Additionally, VESSA prohibits employers and public agencies from refusing to hire an individual or discharging an employee based on his or her status as a victim of domestic or sexual violence. This provision, along with the provisions governing the leave policy must be posted on the premises of the employer where notices to employees are customarily posted. A copy of the required notice can be found on the Illinois Department of Labors' website here or will be provided to you by Berglund & Mastny, P.C. upon request.

Illinois' Whistle Blower Act is Effective January 1, 2004

Governor Blagojevich signed the Illinois Whistle Blower Act which becomes effective January 1, 2004. This Act prohibits employers from making, adopting or enforcing any rule, regulation or policy which would prevent an employee from disclosing information to a governmental or law enforcement agency if the employee has reasonable cause to believe that the information so disclosed is a violation of a Federal or State law, rule or regulation.

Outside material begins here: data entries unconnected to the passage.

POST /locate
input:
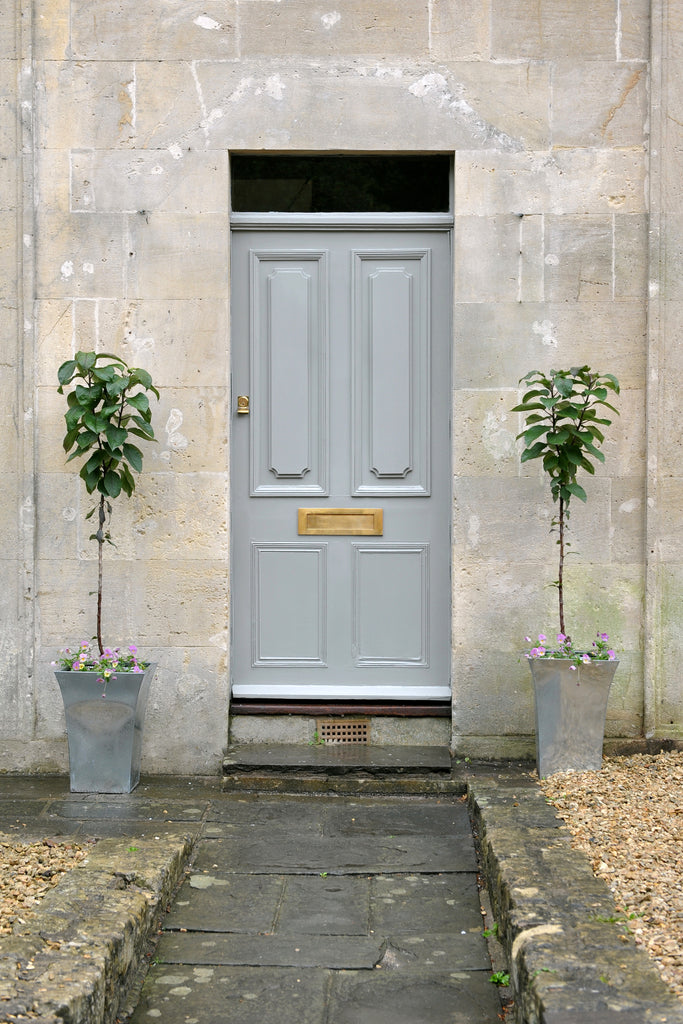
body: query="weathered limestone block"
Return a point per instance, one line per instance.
(177, 256)
(672, 266)
(16, 696)
(158, 30)
(670, 503)
(590, 181)
(630, 257)
(484, 440)
(181, 342)
(493, 520)
(625, 439)
(509, 101)
(172, 515)
(612, 110)
(143, 180)
(189, 423)
(8, 41)
(499, 342)
(51, 30)
(628, 520)
(346, 103)
(8, 121)
(460, 32)
(55, 337)
(191, 431)
(669, 650)
(579, 258)
(85, 104)
(152, 603)
(79, 256)
(545, 29)
(500, 259)
(191, 677)
(395, 27)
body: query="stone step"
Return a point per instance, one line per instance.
(347, 768)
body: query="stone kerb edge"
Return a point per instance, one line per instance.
(568, 957)
(77, 955)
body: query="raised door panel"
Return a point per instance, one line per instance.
(289, 623)
(391, 605)
(391, 358)
(289, 372)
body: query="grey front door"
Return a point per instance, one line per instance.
(341, 467)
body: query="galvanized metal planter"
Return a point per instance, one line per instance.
(104, 733)
(570, 711)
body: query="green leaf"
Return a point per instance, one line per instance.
(86, 439)
(534, 432)
(578, 491)
(104, 374)
(564, 385)
(143, 425)
(139, 401)
(86, 360)
(66, 372)
(134, 457)
(127, 480)
(559, 437)
(94, 423)
(116, 435)
(534, 453)
(111, 484)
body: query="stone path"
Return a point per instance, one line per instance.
(326, 910)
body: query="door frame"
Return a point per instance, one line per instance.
(327, 222)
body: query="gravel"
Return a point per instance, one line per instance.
(28, 871)
(628, 818)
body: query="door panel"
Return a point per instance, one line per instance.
(289, 373)
(391, 381)
(342, 341)
(289, 583)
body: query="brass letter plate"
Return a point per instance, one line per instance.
(358, 522)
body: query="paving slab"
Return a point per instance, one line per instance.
(127, 808)
(288, 853)
(178, 994)
(396, 818)
(338, 951)
(425, 903)
(232, 903)
(325, 905)
(393, 997)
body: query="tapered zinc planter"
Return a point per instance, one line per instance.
(570, 711)
(104, 733)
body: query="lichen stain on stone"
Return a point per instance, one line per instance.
(629, 87)
(435, 86)
(499, 441)
(530, 933)
(126, 99)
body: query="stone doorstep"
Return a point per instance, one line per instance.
(351, 769)
(338, 759)
(77, 955)
(567, 964)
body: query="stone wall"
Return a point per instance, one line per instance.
(135, 110)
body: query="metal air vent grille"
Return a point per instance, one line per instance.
(334, 730)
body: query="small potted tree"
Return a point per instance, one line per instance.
(564, 416)
(104, 689)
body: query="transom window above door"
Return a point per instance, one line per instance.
(340, 183)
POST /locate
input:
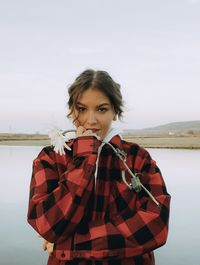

This law covers all employers having at least one employee. Governmental entities are excluded. Employees who are not only employed full-time but also part-time and contractual employees are also given a private right of action under this Act.

This Act also prohibits employers from retaliating against any employee for disclosing information to a governmental or law enforcement agency. In the event an employee successfully brings suit under this Act, the Act provides for reinstatement, back pay, interest, and compensation for any damages incurred as a result of the violation including litigation costs, expert witness fees and reasonable attorney fees.

Unlike many other employment laws which provide only monetary and/or injunctive relief, this new law provides for potential criminal penalties. Not only are employers subject to lawsuits by employees but this new law also provides that violations are also a Class A misdemeanor. As a result, employers are potentially at great risk if they retaliate against an employee who reasonably believes that he or she is disclosing a violation even if the employee is wrong.